Is It Better to Rent Your Home or Sell It When You Relocate?
So after several months of searching, you’ve finally found your dream home. The negotiations are complete, the closing process looks like it will be smooth sailing, and your kids are already fighting over bedrooms. But what to do with the home you’re leaving? In many cases you’ll have to sell it just to afford the new place and the move. But if money isn’t quite that tight, you’ll have some additional options. Some people choose to hang on to their old house and rent it out to tenants instead. That certainly has it’s own positives, including steady rental income that could end up hugely beneficial as part of your long term investment portfolio. But it’s not always 100% positive either. In the end, only you will be able to answer the question, but generally speaking, is it better to rent your home or sell it when you relocate?
The first aspect to consider is the distance between your new and old homes. If you’re just moving a town or two away, renting the old place out could be a great move. You’ll be close enough to keep an eye on the new tenants, and it won’t be that much of an inconvenience if you have to head over and handle some sort of repair or oversee a work crew. But if you’re moving out of state or out of the country, things get a bit more complicated. You might not be able to interview tenants in person, instead relying on Craigslist ads and phone calls when handling the lease signing. In most cases you will be fine, but every once in a while you could run into a set of truly terrible tenants, and you won’t be there to see them destroy your property.

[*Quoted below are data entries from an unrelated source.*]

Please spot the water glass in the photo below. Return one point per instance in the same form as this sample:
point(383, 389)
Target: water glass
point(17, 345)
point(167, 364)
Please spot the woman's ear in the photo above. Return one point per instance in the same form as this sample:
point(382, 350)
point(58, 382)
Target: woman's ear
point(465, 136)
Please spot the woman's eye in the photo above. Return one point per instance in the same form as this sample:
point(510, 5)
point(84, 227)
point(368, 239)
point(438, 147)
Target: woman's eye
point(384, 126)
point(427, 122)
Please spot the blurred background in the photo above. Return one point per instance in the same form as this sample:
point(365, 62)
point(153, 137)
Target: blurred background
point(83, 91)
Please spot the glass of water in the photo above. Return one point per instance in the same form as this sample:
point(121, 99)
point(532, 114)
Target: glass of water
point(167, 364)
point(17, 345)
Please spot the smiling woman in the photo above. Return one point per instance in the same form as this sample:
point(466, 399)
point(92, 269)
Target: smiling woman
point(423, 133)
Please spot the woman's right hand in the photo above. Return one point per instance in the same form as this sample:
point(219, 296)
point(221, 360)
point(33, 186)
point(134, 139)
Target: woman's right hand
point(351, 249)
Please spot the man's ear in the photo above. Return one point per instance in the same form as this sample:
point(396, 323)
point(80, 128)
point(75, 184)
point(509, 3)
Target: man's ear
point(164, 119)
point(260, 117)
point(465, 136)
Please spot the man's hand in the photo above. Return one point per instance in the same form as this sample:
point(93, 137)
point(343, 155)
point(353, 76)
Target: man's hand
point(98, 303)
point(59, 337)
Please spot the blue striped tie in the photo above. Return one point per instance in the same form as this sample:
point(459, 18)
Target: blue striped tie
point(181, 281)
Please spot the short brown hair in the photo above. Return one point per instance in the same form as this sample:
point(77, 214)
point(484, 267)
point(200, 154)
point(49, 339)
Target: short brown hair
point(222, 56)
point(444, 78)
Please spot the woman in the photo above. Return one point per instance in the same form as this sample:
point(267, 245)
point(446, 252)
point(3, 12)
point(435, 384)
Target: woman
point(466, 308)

You’ll also want to consider the renting policies within your state. Some states are incredibly landlord friendly, and will give you every opportunity to remove a deadbeat tenant from your property and go to court to claim your lost rental income. But other states have laws on the books that almost completely favor the tenants. In these states, it can be quite difficult to deal with tenant issues. You could end up with squatters in your home, destroying the value and the physical property, with little to no legal recourse. Now this is definitely alarmist, and worst case scenario type of stuff. But a decision like this is significant, and you’ve got to look at these issues as well.

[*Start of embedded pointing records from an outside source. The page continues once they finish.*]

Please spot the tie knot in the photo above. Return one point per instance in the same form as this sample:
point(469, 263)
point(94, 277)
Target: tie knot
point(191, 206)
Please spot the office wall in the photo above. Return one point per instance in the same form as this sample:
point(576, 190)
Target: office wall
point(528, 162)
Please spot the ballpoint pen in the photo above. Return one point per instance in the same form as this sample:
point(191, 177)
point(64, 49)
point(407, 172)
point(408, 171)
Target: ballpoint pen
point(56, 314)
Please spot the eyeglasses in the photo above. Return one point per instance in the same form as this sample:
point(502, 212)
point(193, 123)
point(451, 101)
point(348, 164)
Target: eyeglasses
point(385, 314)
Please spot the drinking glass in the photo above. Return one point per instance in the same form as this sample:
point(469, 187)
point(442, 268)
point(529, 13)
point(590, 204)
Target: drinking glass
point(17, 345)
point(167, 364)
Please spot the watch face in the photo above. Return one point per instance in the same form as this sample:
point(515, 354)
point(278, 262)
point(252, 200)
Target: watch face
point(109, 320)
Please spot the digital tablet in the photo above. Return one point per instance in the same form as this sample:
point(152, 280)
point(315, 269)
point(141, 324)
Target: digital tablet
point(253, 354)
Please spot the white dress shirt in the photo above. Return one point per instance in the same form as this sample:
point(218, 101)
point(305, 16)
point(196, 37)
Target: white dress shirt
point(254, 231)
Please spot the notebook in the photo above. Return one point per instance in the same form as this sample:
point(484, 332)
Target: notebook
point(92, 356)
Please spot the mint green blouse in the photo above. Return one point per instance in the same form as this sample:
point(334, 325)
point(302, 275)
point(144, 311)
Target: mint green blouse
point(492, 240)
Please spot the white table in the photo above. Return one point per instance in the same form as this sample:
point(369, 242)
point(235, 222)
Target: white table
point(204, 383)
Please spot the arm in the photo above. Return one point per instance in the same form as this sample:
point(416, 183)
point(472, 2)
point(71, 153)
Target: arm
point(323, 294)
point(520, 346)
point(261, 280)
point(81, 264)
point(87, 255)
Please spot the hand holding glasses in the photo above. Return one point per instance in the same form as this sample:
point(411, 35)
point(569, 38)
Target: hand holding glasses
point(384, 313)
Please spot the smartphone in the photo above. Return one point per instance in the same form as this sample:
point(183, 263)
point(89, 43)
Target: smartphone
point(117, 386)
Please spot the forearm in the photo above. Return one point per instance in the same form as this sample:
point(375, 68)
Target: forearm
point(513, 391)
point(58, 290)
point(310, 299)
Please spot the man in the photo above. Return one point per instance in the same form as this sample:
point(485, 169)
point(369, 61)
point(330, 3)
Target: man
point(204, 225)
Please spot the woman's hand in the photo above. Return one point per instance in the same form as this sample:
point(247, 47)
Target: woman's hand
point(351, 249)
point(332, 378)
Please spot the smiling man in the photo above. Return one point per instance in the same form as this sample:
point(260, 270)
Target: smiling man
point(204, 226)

You should probably also consider future plans when making this determination. First of all, holding on to the home and renting it out will create all sorts of tax complications. This is another income stream to include in your tax filing, and if you like to do your taxes yourself that will cause all sorts of headaches. Check out RateSupermarket to see how these sorts of issues come into play. Even longer term, do you expect to remain in your new home for the foreseeable future? If you’re not 100% sold on the new property, renting your old place is a good way to hedge your bets. If you end up needing to sell the new home, you will always have the option of returning to the previous property. But if you’re nearing retirement, and want to travel extensively or permanently relocate to a warmer climate, you probably don’t want to deal with tenants and a rental property that will require maintenance.